Agricultural producer sentiment about the industry's economy improved substantially in November, in part because of rallies in soybean and corn futures prices, according to a Purdue/CME Group Ag Economy Barometer report released last week.

The barometer, which is based on a monthly survey of 400 U.S. agricultural producers, jumped to 116 – the highest reading since October 2015, and up 24 points from the October 2016 reading of 92.

The shift was largely driven by the Index of Future Expectations, one of the barometer's components, which climbed to 130 in November, up from 95 in October. The index of current conditions increased only slightly, from 85 in October to 87 in November.

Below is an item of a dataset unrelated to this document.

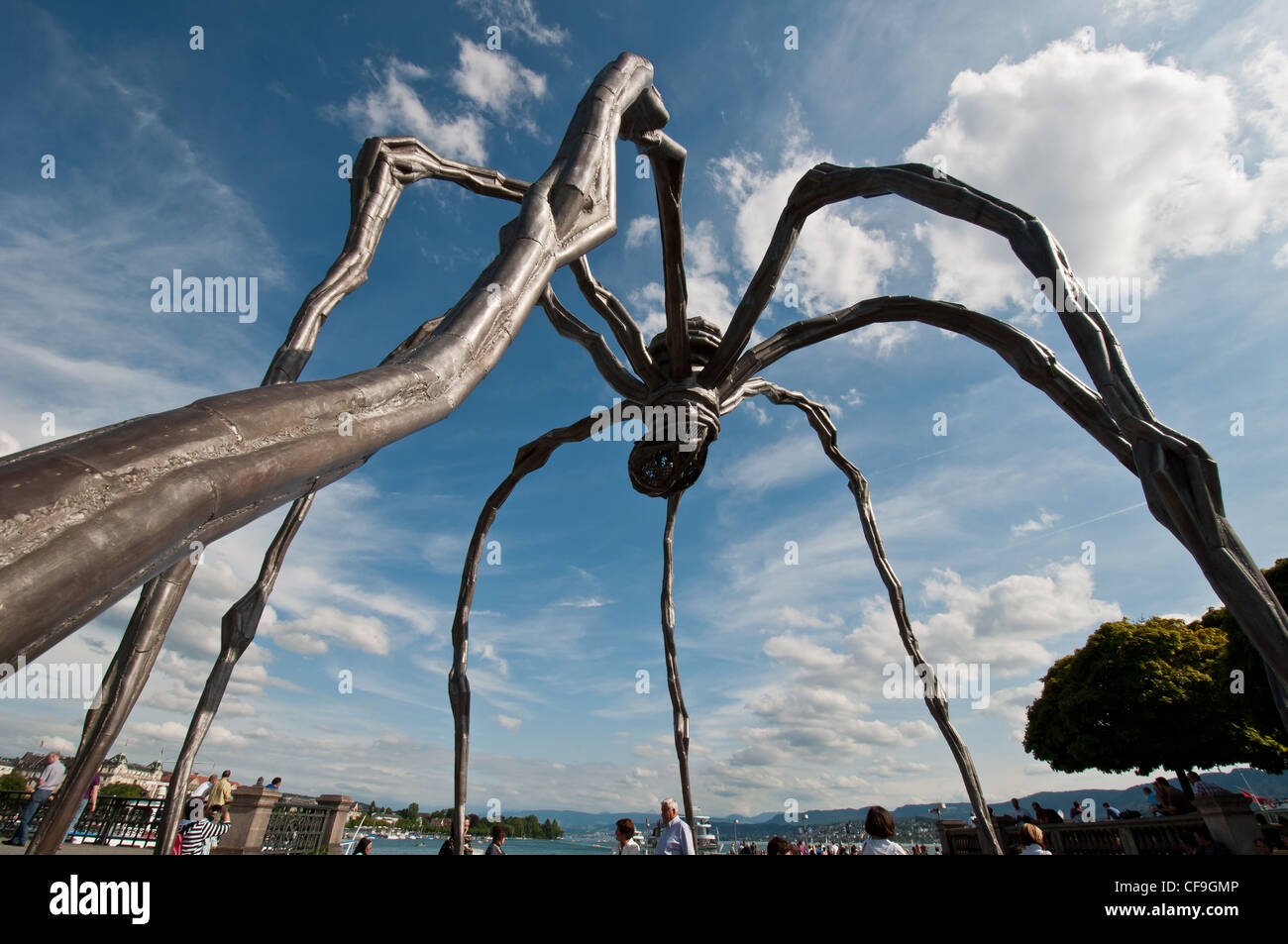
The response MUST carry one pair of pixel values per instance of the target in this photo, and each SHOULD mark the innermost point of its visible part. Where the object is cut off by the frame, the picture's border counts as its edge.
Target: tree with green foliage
(1159, 693)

"Producer sentiment about the future climbed partly because of a significant rally in futures prices for corn and especially soybeans this fall," Jim Mintert, barometer principal investigator and director of Purdue's Center for Commercial Agriculture, said. "The rally included not just nearby futures contracts, but extended to prices for both the 2017 and, to a lesser extent, 2018 harvests."

Recent November 2017 soybean futures prices were as much as 13 percent higher than August lows. Despite record corn and soybean harvests this fall that were expected to cause prices to decline, strong export demand and uncertainty around the South American crop offered support in November.